McClatchy Washington report 6/25

  • Federal scientists studying the history of water contamination at Camp Lejeune, N.C., have learned of another source of leaking fuel — this one less than a football field away from a drinking well that once served thousands of Marines and their families.
  • Unlike the previous public drama, this act will unfold miles below the seabed, as drill technicians begin delicately maneuvering a relief well that they hope will pierce and cap the gushing oil well. At stake is whether the Gulf of Mexico gusher ends in mid-August or persists, perhaps for months.
  • An investigator has determined former Gov. Sarah Palin's legal defense fund broke state ethics law and said Palin has agreed to settle the matter by having the trust return more than $386,000 to donors. The decision is the result of an ethics complaint filed 15 months ago.
  • Nicaraguan President Daniel Ortega is allegedly dipping into hefty Venezuela-funded coffers to bribe, buy and scatter the weakened opposition as part of his push for a second term, lawmakers and analysts say. And when money doesn't work, Ortega's ruling Sandinista Front is using strong-arm tactics to silence the opposition.
  • Stephen Schneider and his wife, Linda, face 20 years to life in federal prison for prescription practices that led to the overdose deaths of 10 former patients of their medical clinic. They billed $4 million in inflated claims to insurance companies and were convicted on multiple counts of money laundering.
  • As American troops withdraw from Iraq this summer, expect the democratic freedoms Iraqis have enjoyed in recent years to recede as well.
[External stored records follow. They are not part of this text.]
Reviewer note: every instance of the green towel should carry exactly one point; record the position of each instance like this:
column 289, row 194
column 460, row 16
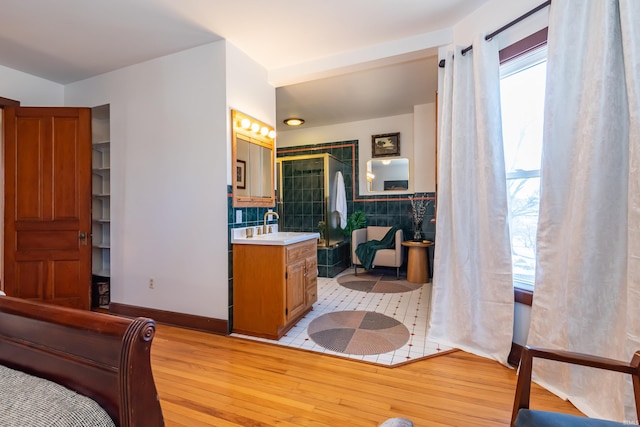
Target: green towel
column 366, row 251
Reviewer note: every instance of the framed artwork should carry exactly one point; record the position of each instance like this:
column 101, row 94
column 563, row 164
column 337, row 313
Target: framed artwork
column 241, row 174
column 385, row 145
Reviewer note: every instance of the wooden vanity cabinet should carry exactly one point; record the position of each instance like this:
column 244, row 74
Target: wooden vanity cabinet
column 273, row 287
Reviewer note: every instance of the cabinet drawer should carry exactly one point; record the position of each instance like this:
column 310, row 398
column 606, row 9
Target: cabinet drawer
column 301, row 250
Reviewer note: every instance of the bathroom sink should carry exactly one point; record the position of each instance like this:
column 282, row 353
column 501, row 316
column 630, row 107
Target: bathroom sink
column 276, row 238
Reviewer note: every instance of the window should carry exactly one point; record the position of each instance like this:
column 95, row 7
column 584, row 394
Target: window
column 522, row 88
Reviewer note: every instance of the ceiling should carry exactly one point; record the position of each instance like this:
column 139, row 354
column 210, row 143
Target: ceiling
column 70, row 40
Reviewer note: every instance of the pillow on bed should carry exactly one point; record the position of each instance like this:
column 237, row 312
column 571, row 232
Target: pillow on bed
column 32, row 401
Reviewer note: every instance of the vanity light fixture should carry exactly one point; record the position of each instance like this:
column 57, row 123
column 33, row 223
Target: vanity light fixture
column 249, row 124
column 293, row 121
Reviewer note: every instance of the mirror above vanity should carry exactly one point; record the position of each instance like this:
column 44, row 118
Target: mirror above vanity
column 253, row 161
column 388, row 175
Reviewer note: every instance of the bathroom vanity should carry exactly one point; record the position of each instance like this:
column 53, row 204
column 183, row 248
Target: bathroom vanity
column 274, row 281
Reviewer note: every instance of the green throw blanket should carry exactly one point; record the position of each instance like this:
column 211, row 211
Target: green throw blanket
column 366, row 251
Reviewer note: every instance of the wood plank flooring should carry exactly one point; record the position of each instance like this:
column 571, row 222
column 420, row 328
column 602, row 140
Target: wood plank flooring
column 211, row 380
Already, the Iraqi government is restricting freedom of the press, expression and assembly. It's toying with Web censorship, torturing political prisoners and killing political opponents. Even with all of that, Iraq remains freer than every other Arab state, except Lebanon.
  • Rushing to deliver the broad strokes of an overhaul of the financial regulatory system before leaders of the world's major economies meet in Toronto over the weekend, lawmakers readied late Thursday to partially reinstate a ban on risky betting by commercial banks.
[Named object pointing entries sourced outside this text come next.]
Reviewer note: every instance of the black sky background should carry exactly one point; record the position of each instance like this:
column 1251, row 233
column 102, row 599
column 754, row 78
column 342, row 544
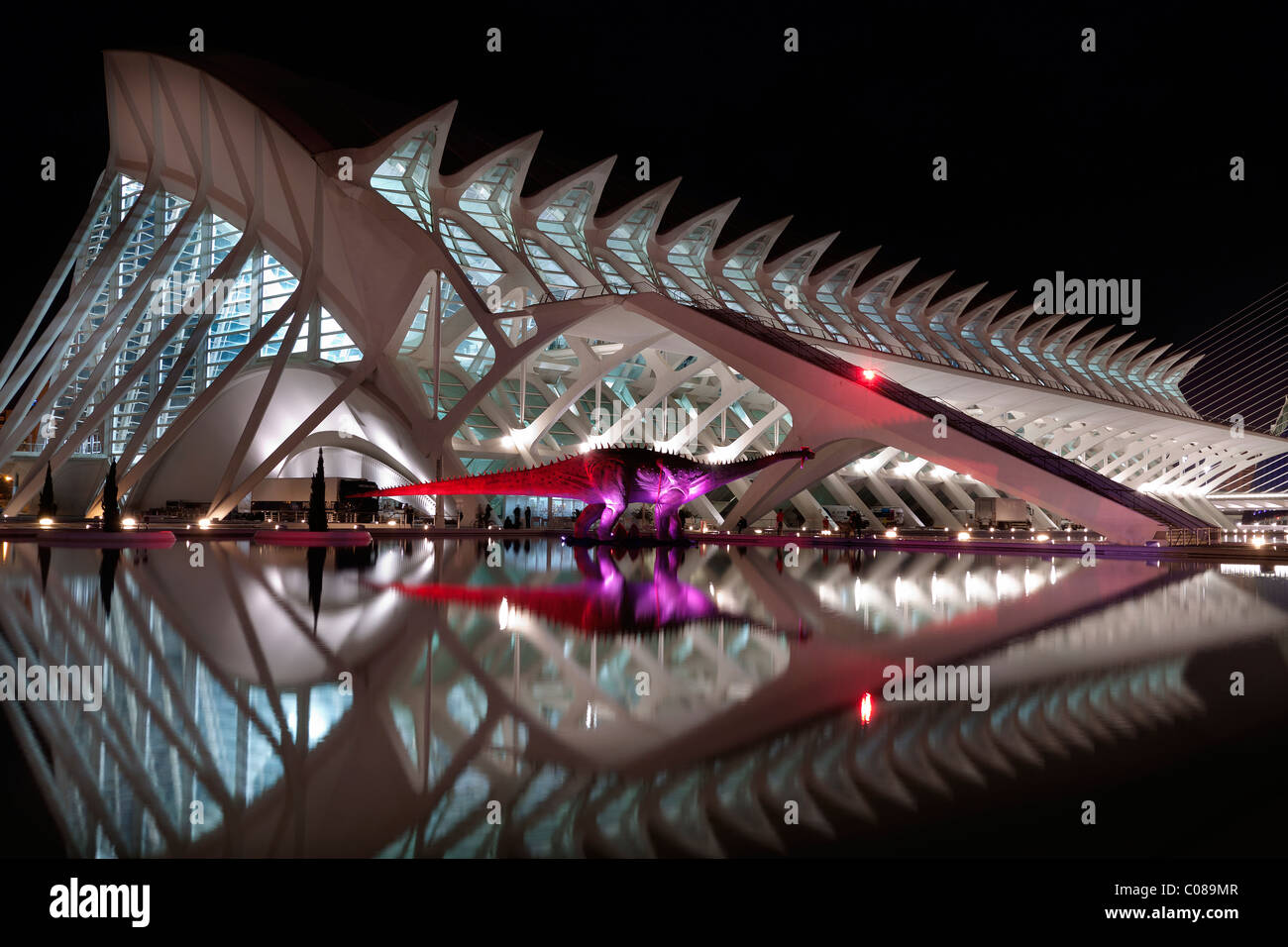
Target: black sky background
column 1104, row 165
  • Some places don't want to be found. Just past the commuters at the Caoyang Road railway station and around the corner from the cafes, banks and clothing stores of Lanxi road, there's a hidden alley neighborhood with a dusty sign identifying it as one of Shanghai's model communities.
  • Aetna Thursday withdrew plans to raise premiums on 65,000 customers who buy health insurance on their own, becoming the second insurer to do so in as many months because of "substantial mathematical errors" in its rate calculations.
  • Ask Chinese architecture and urban planning expert Wang Wei Qiang about Expo 2010 Shanghai China, and he'll go on about sustainability, the preservation of historic buildings and pavilion design.
  • Amid calls for the Obama administration to make more changes to its strategy and leadership in Afghanistan, top U.S. officials said Thursday that while their strategy may be troubled, they think it's salvageable.
  • No end is in sight for the plight of hundreds of thousands of jobless people whose unemployment benefits ran out this month, after the Senate failed Thursday to garner enough votes to pass the funding.